Testimoniales de mujeres victoriosas del cáncer de mama
¡Tengo cáncer! Una expresión tan aterradora, dolorosa, y dramática que solamente viviéndola en carne propia se puede tener idea de lo que representa. Dos palabras aparentemente cortas, simples, pero que en su justa dimensión logran cambiar toda una vida y eso cuando, como yo, se tiene la suerte de sobrevivir.
La presencia de estas dos palabras irrumpe en tu vida de una manera tan violenta… en primera instancia, pueden representar la cancelación de cualquier sueño, de cualquier proyecto de vida; acabar de un momento a otro con la posibilidad de pensar en el mes que viene, en el año que entra. Te enfrentan de pronto a una realidad que nunca habías imaginado que pudieras llegar a enfrentar. Sin embargo, cuando las tienes presentes, cuando revisas el resultado de tus estudios de laboratorio y descubres que todos tus temores eran fundados y que aquella protuberancia es maligna, sientes que se junta el cielo con la tierra, se te aflojan las piernas y paulatinamente se te llenan de lágrimas los ojos.

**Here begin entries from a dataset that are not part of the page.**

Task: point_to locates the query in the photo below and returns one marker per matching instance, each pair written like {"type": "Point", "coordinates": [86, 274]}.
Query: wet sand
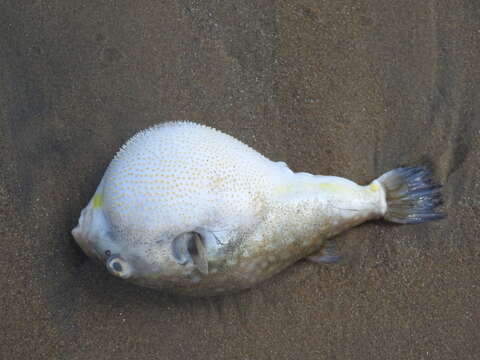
{"type": "Point", "coordinates": [330, 87]}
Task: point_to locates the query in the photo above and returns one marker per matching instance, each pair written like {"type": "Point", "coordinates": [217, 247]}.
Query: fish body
{"type": "Point", "coordinates": [186, 208]}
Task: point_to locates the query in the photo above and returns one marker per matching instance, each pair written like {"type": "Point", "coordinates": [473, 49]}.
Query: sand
{"type": "Point", "coordinates": [331, 87]}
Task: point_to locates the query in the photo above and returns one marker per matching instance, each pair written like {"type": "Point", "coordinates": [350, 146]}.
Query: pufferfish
{"type": "Point", "coordinates": [185, 208]}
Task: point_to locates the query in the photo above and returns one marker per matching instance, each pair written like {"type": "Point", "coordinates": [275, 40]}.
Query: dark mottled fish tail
{"type": "Point", "coordinates": [411, 195]}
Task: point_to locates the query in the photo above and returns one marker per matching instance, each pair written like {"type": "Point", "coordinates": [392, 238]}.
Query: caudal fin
{"type": "Point", "coordinates": [411, 195]}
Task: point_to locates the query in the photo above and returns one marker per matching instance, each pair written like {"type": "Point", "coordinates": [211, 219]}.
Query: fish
{"type": "Point", "coordinates": [187, 209]}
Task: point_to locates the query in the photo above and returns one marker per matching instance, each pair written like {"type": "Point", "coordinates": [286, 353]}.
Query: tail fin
{"type": "Point", "coordinates": [411, 195]}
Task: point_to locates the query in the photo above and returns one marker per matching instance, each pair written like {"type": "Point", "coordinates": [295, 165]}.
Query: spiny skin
{"type": "Point", "coordinates": [254, 216]}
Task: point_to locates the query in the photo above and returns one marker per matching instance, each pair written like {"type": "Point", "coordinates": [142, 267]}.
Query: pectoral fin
{"type": "Point", "coordinates": [327, 254]}
{"type": "Point", "coordinates": [189, 247]}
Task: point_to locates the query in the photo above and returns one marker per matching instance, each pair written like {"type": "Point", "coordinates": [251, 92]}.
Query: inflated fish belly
{"type": "Point", "coordinates": [186, 208]}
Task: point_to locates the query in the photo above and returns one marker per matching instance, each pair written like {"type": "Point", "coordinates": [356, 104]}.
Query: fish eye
{"type": "Point", "coordinates": [117, 266]}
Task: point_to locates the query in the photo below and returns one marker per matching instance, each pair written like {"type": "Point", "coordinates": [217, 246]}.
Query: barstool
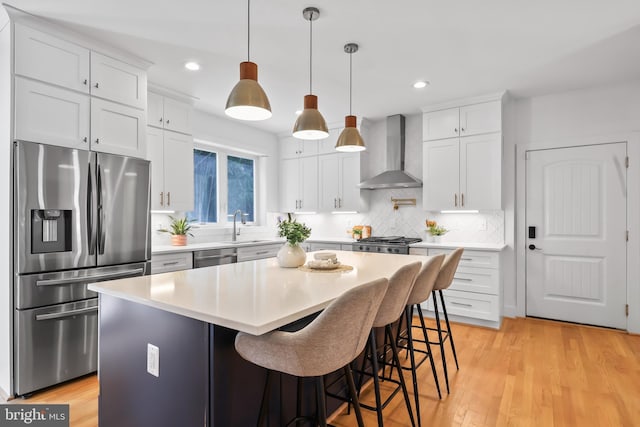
{"type": "Point", "coordinates": [329, 343]}
{"type": "Point", "coordinates": [443, 281]}
{"type": "Point", "coordinates": [424, 283]}
{"type": "Point", "coordinates": [391, 309]}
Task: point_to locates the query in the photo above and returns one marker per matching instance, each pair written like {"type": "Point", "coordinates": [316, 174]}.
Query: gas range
{"type": "Point", "coordinates": [391, 245]}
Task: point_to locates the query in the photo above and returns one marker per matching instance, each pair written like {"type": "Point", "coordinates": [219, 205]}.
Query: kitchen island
{"type": "Point", "coordinates": [166, 346]}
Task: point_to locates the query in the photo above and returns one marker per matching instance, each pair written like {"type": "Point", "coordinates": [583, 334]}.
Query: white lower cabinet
{"type": "Point", "coordinates": [171, 156]}
{"type": "Point", "coordinates": [164, 263]}
{"type": "Point", "coordinates": [476, 291]}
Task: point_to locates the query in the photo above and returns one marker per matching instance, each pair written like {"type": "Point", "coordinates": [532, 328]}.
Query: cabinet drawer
{"type": "Point", "coordinates": [171, 262]}
{"type": "Point", "coordinates": [471, 258]}
{"type": "Point", "coordinates": [249, 253]}
{"type": "Point", "coordinates": [473, 279]}
{"type": "Point", "coordinates": [468, 304]}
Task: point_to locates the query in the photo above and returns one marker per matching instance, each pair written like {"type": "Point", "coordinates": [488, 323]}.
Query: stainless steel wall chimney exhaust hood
{"type": "Point", "coordinates": [394, 176]}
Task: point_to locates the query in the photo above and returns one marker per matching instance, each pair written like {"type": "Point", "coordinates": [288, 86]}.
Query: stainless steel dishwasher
{"type": "Point", "coordinates": [211, 257]}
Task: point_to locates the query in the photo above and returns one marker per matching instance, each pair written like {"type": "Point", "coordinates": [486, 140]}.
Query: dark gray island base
{"type": "Point", "coordinates": [202, 380]}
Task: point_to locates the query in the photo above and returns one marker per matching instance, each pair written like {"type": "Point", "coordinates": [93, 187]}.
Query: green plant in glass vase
{"type": "Point", "coordinates": [291, 254]}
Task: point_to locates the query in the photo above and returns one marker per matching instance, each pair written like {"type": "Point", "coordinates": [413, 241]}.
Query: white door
{"type": "Point", "coordinates": [441, 160]}
{"type": "Point", "coordinates": [178, 172]}
{"type": "Point", "coordinates": [117, 129]}
{"type": "Point", "coordinates": [51, 115]}
{"type": "Point", "coordinates": [576, 264]}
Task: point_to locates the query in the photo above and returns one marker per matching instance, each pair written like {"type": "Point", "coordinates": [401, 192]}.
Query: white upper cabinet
{"type": "Point", "coordinates": [47, 58]}
{"type": "Point", "coordinates": [462, 157]}
{"type": "Point", "coordinates": [299, 184]}
{"type": "Point", "coordinates": [118, 81]}
{"type": "Point", "coordinates": [168, 113]}
{"type": "Point", "coordinates": [117, 129]}
{"type": "Point", "coordinates": [50, 114]}
{"type": "Point", "coordinates": [291, 148]}
{"type": "Point", "coordinates": [467, 120]}
{"type": "Point", "coordinates": [171, 186]}
{"type": "Point", "coordinates": [339, 175]}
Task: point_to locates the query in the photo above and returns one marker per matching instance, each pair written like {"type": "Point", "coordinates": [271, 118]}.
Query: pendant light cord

Sobre el cáncer tienes un conocimiento limitado de lo que pasa, a partir de personas conocidas, pero uno se siente único cuando lo padece y al final es cierto, somos únicos y el dolor que enfrentamos, efectivamente es sólo nuestro y nadie puede entenderlo. La sensación de estar terriblemente solo frente a un mundo que no tiene la capacidad de entenderte y mucho menos de comprender lo que estás pasando.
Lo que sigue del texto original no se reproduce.